Lucius watched the manor grounds from his bedroom balcony. A procession of wizards was making its way through the courtyard. At the rear, he saw Hermione and Sirius Black, their arms around each other -- Sirius was talking, Hermione was yawning into her hand -- and ahead of them were a herd of very frazzled looking semi-naked Death Eaters, eyes wide and scared. There were significantly fewer of them there than there had been at the beginning, Lucius noticed. And of course, leading the way, wearing a pair of seven inch silver heels, a necklace, and a great deal of ash, was his wife.

They disappeared inside. After a while, he heard the shower in the en suite running. A half-hour later, Narcissa emerged, her hair clean, her skin sparklingly fresh, and joined him on the balcony in her night gown.

"Nice day in the office?" Lucius asked her.

She slipped her arms around his waist, leant against him. "Very nice, darling," she said.

"Tired of behaving like a psychopath?" Lucius inquired.

"Very tired, dear."

"No chance of a quick screw," said Lucius.

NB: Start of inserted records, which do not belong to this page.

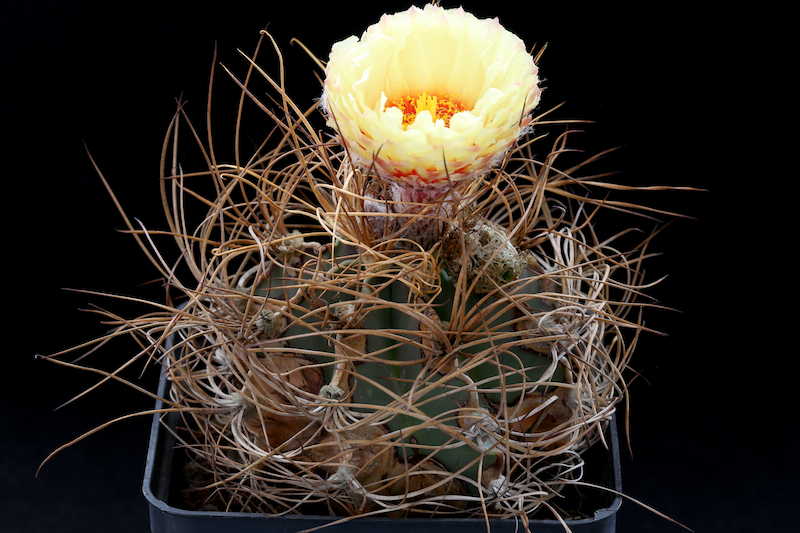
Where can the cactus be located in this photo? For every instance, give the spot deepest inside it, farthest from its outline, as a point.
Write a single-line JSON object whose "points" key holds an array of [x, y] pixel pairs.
{"points": [[353, 341]]}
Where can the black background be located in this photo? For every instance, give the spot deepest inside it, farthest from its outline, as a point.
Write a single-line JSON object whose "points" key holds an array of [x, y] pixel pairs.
{"points": [[697, 94]]}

Narcissa purred into his shoulder. "Not quite that tired, my love," she admitted.

Lucius shook his head. "No, really," he said. "That wasn't a question. We've another body in the bed tonight, I'm afraid."

Her grey eyes went very wide. "Who did you kill?"

"No one. But Draco's decided to join us for a while." Lucius made a motion with his shoulder toward the bedroom. "It might be quite a long while, to be honest."

"Oh dear." Narcissa squeezed his arm with motherly concern. "My poor boy."

"I'm not altogether sure what I should do," Lucius said.

"We can use the airing cupboard," Narcissa suggested.

"About Draco."

"Yes, that's what I was... oh." Narcissa pursed her exquisite lips, tapped a thin manicured fingernail against them. "You really shouldn't play games with them," she said finally. "They're not very well equiped to deal with it. At least with your sort of games." She paused; Lucius was giving her a stern look. "You mean well, dear," she ammended, kissing his cheek, "but they're so terribly... precocious. There's no point in listening to them. You're simply spoiling them. They don't know what they want in a relationship." She sighed. "We used to be just like that, do you remember?"

Lucius frowned. "That was ages ago," he said gruffly, "and we ended up inviting all the Veelas in."

"We were very mature for our age, though," said Narcissa. "Even at thirteen."

They interlocked their arms and walked back into the bedroom. The sound of Narcissa's heels broke Draco out of his slumber; he groaned, wriggled up in the bed and strained blindly for the glass of water on the side-table. Helpfully, Narcissa passed it to him. Draco drunk half of it -- still with his eyes closed -- burst into tears, and then, sniffling to himself, curled himself up again into the same position as before.

"I remember him being a lot littler," said Narcissa, climbing into the right side of the bed, as Lucius climbed in from the left. "They do grow so, don't they."

Lucius flicked off the light, leant over Draco's body to kiss her goodnight. "Mm," he agreed quietly. "That they do."